Hi, I can't see why doing both: defining custom bonds between N-O pairs that stabilize the helical region and using Ramachandran plot restraints would not work. Could you please try it? If it still doesn't work, then please send me the data and model, indicate the region that you want to be helical, and tell which command you used; then I will have a look. Alternatively, as Nat suggested, you can use reference model restraints. Just create a PDB file containing idealized (the way you want it) helical region and supply it to phenix.refine for reference model restraints. Pavel. On 7/29/11 10:35 AM, Nathaniel Echols wrote:
On Fri, Jul 29, 2011 at 10:25 AM, Daqi Tu
wrote: I was trying to restrain a relatively mobile region of my structure to be helical using Phenix secondary structure restraints. The result is very bad. It forces the N-O distance to be about 3A, but the phi/psi angles are all ugly. What is the way in Phenix I can apply phi/psi restraints just like in the old CNS, which had always worked nicely? At present, I think your only options are
a) use the reference model feature (preferred, if you have a higher-resolution structure - this can also be done with a model optimized by another program, e.g. Rosetta) b) Ramachandran restraints (potentially dangerous, should be used with extreme caution) c) enable use of the monomer library phi/psi restraints (discard_psi_phi=False on the command line, or Settings->Advanced->PDB file interpretation in the GUI)

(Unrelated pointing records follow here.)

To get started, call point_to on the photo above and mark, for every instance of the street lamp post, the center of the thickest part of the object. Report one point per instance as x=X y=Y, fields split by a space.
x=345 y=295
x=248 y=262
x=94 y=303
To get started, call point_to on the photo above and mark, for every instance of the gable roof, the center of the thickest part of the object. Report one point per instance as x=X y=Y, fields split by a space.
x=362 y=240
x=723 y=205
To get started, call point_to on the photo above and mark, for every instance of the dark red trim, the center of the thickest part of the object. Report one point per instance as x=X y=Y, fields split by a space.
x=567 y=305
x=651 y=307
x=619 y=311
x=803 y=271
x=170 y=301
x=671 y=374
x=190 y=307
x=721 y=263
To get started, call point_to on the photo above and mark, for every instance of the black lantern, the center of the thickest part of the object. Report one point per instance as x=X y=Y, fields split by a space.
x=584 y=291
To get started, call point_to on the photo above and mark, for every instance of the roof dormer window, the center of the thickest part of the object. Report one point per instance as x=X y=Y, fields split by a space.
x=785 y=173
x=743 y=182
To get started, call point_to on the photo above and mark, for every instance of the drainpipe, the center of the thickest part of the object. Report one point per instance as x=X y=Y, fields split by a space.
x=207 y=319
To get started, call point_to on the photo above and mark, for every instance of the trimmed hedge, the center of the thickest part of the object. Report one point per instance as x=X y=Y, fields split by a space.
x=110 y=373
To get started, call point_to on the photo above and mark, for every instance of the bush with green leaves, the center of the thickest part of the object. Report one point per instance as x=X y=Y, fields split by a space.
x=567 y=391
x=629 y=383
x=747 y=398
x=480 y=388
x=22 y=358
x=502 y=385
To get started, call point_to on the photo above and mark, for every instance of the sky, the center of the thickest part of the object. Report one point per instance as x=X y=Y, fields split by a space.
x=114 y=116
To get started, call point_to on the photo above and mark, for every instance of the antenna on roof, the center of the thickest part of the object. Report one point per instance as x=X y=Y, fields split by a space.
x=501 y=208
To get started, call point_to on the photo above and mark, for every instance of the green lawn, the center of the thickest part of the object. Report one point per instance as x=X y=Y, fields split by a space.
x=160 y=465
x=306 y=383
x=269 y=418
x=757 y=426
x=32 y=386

We've discussed restraining phi/psi in secondary structure instead of the hydrogen bonds, but nothing has been implemented yet. If you're willing to share your model and data with us for testing purposes, it might speed things up. (It sounds like maybe the existing secondary structure restraints aren't working properly either - although our tests have indicated that they can't do much with a poor input model.)